Higher qualifications in finance a competitive advantage

by Christy Liu

Mr Lee believes that the MSc in finance and investment analysis qualification will enhance his career prospects Photo: Wallace Chan

A new master's degree provides Hong Kong finance practitioners with a strong professional foundation

In his recent policy address, Hong Kong Chief Executive Donald Tsang stressed that the financial services industry is the most important pillar supporting the city's economy.

In line with this, the government aims to increase efforts to develop Hong Kong as a global financial, asset management and offshore Renminbi business centre, attracting investment and professional talent both within the city and abroad. While this support can only increase the demand for wealth management professionals, it also raises the bar in terms of standards.

With an aim to provide a new, intensive part-time master's degree in finance and investment analysis, the UK-based University of Greenwich has joined forces with local training and education organisation ABRS Professional Learning Services.
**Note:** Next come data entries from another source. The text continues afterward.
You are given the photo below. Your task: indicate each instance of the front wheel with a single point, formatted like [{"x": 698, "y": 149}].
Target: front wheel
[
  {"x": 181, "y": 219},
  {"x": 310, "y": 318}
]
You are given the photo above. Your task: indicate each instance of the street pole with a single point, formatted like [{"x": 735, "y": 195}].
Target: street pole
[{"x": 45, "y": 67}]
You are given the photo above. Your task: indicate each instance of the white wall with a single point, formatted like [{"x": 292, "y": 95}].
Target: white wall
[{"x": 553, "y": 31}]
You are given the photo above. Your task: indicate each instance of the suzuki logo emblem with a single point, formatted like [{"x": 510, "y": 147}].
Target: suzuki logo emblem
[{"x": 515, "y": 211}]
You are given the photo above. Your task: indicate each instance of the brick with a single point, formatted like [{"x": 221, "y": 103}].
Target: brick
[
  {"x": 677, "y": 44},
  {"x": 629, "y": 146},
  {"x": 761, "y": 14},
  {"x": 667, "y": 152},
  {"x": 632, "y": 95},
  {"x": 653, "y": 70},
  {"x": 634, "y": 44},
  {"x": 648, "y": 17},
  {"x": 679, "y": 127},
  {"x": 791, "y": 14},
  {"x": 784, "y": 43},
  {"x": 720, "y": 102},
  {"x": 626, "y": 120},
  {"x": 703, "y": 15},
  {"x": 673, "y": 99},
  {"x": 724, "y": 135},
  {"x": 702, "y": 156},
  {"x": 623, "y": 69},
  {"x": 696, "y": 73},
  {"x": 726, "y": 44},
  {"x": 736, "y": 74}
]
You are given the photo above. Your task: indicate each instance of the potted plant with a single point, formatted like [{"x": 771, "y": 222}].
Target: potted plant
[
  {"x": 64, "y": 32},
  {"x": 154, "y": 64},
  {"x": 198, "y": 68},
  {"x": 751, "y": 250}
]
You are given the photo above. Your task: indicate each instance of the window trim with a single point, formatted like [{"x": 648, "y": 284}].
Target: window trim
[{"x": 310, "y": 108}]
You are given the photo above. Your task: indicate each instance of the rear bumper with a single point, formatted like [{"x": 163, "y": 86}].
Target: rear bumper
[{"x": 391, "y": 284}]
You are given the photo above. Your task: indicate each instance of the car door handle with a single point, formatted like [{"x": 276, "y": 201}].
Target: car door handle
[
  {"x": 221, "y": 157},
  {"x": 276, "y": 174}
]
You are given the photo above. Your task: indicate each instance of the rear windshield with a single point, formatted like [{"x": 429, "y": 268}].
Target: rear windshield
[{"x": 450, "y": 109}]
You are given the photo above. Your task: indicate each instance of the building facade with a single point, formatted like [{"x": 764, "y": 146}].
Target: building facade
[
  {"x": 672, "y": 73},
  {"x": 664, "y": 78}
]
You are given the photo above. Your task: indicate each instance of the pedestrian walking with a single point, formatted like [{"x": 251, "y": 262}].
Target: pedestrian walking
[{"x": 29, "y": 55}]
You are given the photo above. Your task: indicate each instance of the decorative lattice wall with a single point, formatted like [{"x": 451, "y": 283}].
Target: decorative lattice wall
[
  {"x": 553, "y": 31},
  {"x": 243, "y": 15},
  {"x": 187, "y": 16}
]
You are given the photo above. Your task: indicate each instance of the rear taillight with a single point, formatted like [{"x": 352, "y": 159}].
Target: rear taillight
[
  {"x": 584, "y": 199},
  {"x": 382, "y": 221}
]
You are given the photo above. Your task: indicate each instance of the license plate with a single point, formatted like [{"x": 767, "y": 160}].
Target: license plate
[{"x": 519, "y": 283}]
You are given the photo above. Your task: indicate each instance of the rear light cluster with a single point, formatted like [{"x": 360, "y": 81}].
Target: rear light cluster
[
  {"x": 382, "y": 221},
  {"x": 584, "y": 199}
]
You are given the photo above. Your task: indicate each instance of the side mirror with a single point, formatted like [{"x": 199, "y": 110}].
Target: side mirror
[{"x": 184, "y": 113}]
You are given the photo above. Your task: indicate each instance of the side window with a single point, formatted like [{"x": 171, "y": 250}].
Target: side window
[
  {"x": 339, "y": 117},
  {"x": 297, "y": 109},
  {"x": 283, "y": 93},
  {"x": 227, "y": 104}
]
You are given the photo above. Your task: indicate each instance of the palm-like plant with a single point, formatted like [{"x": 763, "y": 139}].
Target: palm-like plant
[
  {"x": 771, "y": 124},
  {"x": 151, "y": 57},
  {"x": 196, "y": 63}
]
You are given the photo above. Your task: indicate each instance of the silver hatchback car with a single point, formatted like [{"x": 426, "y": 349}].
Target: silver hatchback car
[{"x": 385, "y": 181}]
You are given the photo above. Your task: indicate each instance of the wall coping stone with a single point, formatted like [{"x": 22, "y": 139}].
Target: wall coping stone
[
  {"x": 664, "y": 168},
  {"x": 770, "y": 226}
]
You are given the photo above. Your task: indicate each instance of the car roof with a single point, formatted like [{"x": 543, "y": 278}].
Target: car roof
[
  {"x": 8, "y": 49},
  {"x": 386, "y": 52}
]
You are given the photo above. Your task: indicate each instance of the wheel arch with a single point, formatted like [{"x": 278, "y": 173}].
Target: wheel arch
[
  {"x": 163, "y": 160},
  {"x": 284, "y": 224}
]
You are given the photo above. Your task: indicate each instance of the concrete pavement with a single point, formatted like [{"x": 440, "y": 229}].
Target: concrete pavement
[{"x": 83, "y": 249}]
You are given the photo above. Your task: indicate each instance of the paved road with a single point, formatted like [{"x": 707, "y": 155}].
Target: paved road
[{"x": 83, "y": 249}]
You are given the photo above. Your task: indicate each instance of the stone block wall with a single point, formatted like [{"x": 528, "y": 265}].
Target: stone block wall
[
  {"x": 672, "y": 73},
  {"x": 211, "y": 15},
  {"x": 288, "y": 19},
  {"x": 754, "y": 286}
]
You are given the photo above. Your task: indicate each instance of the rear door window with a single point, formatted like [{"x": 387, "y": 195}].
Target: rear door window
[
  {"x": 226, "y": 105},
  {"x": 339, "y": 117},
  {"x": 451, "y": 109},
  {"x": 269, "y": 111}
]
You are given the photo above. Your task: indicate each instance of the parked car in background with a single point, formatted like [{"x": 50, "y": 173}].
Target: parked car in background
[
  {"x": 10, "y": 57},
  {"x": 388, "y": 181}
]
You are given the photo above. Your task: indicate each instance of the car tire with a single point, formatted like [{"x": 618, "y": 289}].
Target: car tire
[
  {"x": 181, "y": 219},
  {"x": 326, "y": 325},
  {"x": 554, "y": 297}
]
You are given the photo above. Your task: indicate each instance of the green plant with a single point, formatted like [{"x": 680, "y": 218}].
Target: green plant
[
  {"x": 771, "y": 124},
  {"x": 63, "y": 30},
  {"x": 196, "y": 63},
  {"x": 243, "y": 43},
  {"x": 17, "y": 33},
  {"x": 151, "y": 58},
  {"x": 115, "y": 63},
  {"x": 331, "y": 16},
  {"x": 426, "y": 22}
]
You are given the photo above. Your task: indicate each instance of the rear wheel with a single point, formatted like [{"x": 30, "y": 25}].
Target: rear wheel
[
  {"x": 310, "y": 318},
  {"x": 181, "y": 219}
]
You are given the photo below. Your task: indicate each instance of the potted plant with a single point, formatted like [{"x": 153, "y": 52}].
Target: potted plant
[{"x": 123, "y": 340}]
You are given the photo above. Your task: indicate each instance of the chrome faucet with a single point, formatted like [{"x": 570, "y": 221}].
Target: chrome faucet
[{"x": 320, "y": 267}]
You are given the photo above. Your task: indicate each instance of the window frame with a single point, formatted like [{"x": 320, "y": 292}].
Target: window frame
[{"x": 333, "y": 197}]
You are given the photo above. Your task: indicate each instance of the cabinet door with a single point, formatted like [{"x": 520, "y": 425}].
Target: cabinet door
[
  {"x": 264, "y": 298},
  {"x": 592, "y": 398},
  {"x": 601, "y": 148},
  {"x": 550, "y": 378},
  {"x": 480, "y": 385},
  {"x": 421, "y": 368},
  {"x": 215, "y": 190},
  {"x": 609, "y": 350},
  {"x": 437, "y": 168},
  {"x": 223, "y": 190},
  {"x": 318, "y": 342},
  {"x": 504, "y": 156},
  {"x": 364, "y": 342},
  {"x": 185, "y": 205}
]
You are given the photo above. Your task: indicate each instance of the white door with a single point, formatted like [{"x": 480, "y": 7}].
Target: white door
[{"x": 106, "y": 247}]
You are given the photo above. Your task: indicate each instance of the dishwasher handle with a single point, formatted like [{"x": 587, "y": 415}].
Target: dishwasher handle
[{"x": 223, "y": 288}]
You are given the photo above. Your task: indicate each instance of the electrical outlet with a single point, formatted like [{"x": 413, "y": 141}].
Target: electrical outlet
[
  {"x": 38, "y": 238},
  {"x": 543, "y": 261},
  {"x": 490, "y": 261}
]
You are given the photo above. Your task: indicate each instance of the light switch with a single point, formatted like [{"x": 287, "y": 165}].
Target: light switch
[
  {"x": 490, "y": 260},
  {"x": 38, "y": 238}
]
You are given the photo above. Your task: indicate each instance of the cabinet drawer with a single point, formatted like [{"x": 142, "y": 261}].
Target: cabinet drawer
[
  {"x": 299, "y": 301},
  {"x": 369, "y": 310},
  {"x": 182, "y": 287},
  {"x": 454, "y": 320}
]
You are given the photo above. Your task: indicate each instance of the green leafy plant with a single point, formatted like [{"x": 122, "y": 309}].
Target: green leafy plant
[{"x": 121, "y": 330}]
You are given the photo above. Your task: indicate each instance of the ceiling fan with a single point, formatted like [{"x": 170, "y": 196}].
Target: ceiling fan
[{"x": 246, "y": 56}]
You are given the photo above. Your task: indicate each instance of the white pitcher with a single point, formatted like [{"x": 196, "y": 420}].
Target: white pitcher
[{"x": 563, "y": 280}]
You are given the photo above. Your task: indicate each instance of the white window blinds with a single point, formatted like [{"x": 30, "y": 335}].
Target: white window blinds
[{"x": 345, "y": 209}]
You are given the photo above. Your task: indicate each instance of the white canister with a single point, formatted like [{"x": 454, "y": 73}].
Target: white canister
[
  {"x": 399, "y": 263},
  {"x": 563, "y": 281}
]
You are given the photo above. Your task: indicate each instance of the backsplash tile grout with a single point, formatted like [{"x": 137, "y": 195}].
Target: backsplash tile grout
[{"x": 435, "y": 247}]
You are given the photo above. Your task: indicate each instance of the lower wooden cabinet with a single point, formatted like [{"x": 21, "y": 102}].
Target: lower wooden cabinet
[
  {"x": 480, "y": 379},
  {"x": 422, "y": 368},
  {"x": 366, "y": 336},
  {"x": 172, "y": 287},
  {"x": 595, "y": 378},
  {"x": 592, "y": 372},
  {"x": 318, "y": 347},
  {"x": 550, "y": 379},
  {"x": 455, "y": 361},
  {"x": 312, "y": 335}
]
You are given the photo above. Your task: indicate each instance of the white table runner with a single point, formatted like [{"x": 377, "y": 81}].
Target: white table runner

Founded in 1890, the university has a reputation for quality teaching. Its business school has a well-established partnership with ABRS, providing learning programmes ranging from diplomas to master's degrees.

Taught by both UK- and Hong Kong-based lecturers, the programme provides students with solid knowledge of the CFA syllabus, ensuring that they are well equipped with the examinations required for accreditation.

Good grounding

Following the collapse of US investment bank Lehman Brothers last year, employers have increased hiring requirements. Qualifications such as the internationally recognised CFA designation are now highly sought after.

"The incident led to a new emphasis on the importance of finance and investment knowledge," says C K Lam, a programme lecturer. "In the sophisticated financial environment, many employers require job candidates to possess internationally recognised qualifications such as the CFA designation."

While Hong Kong offers tremendous opportunities for financial professionals, it is professional qualifications that help industry players stay competitive in the market, Dr Lam explains. The programme's main focuses are financial management, investment analysis, risk management and research, targeting people with relevant university degrees and some work experience. Applicants without degrees but with suitable experience will also be considered.

"The aim of the programme is to give students a competitive advantage and to prepare them for management positions in their particular fields. It also provides a platform for people wanting to further their careers in financial management, investment, banking, financial planning, financial analysis and financial services," notes Dr Lam. "Actuaries, commodities and real-estate brokers, financial service advisers, loan officers, insurance underwriters and budget analysts can all benefit from the programme.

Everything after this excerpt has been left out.